9. Visual cortex prostheses
9.1. An enlarged retinotopic representation
A signiﬁcant advantage of the human visual cortex (VI) for prosthesis design is that the cortical surface area occupied by the central retinal visual ﬁeld is highly magniﬁed (ﬁgure 4). Visual cortex fMRI studies indicate that the foveal visual ﬁeld occupies the posterior pole of the occipital lobe (DeYoe et al 1996). Using fMRI on seven subjects’ cortices, Dougherty et al (2003) found a 2◦ radius of central retinal visual ﬁeld ∼1.0 mm2, occupied on average 2095 ± 638 mm2 in the visual cortex: a 2000-fold expansion. Conceivably, this would make the task of central visual ﬁeld stimulation considerably easier, and one visual prosthetic device using platinum disc electrodes to stimulate the cortical surface was in clinical trials in Portugal (Kotler 2002). However, a portion of the central visual ﬁeld lies in the calcarine sulcus, so not all of the visual ﬁeld is surface accessible (ﬁgure 3(b)). There is also signiﬁcant variation in the size of the visual cortex between individuals (Sauer 1983, Stensaas et al 1974, DeYoe et al 1996, Dougherty et al 2003) (ﬁgure 4). Two types of electrodes have been tested in visual cortex prostheses: surface and intracortical electrodes.
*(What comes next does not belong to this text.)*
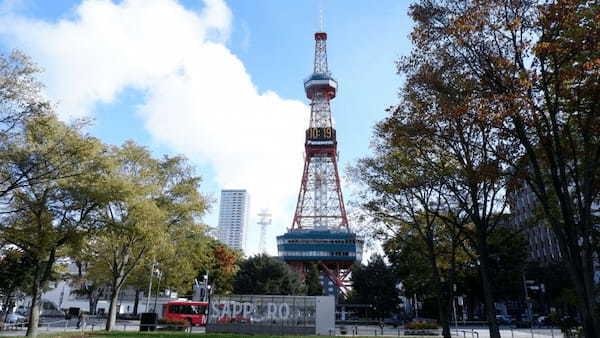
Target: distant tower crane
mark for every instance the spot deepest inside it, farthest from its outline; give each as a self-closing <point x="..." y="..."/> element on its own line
<point x="320" y="234"/>
<point x="265" y="220"/>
9.2. Cortical surface electrode arrays
Cortical surface stimulation with disc electrodes, such as those employed originally by Giles Brindley (Brindley and Lewin 1968) and the late William Dobelle (2000, 1996, 2005 obituary) have been tested in signiﬁcant numbers of patients (see also Lee et al (2000a)). This type of cortical implant is the least invasive, beside the inherent risks associated with brain surgery, tissue traction and material biocompatibility. The initial studies of Brindley and Lewin (1968) used a single array of 80 silicon-insulated square Pt electrodes each 0.64 mm2 that were placed over the pial surface of the visual cortex. Each electrode was connected by wires to a single pedestal interface coil mounted on the skull. Electromagnetic coil induction was used to stimulate individual electrodes (Brindley 1982, Brindley and Lewin 1968). Later prosthesis designs increased the electrode number to 151 (Brindley 1982).
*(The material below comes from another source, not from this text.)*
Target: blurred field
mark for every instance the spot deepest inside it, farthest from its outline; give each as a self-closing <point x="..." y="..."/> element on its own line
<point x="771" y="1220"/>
Using surface stimulation, high biphasic current pulse trains (in the 0.5–5 mA range) are necessary to elicit electrophosphenes, necessitating the use of large surface electrodes to avoid electrochemical degradation (e.g. Girvin et al (1979)). At threshold levels, patients typically describe stimulation-induced electrophosphenes in the central visual ﬁeld as being single point-like or pea-sized bright stimuli seen at arm’s length. More peripherally located electrophosphenes have been reported as looking like small clouds (Brindley and Lewin 1968). Stronger levels of stimulation elicit electrophosphenes that can appear in multiple regions of the visual ﬁeld perhaps due to activation of adjacent gyral regions of cortical surface or axon collaterals. High-level stimulation can in some cases elicit frontal headaches presumably due to activation of the meningial pain ﬁbers (Brindley 1982), and in one case convulsions have been reported (Kotler 2002). Using surface stimulation electrodes, two-point discrimination of the cortex is poor and only distances of 3 mm can be resolved (Dobelle and Mladejovsky (1974), Dobelle et al (1974); see also Talalla et al (1974)). Brindley and Lewin (1968) estimated the resistivity of the cortical membrane as 390–500 cm.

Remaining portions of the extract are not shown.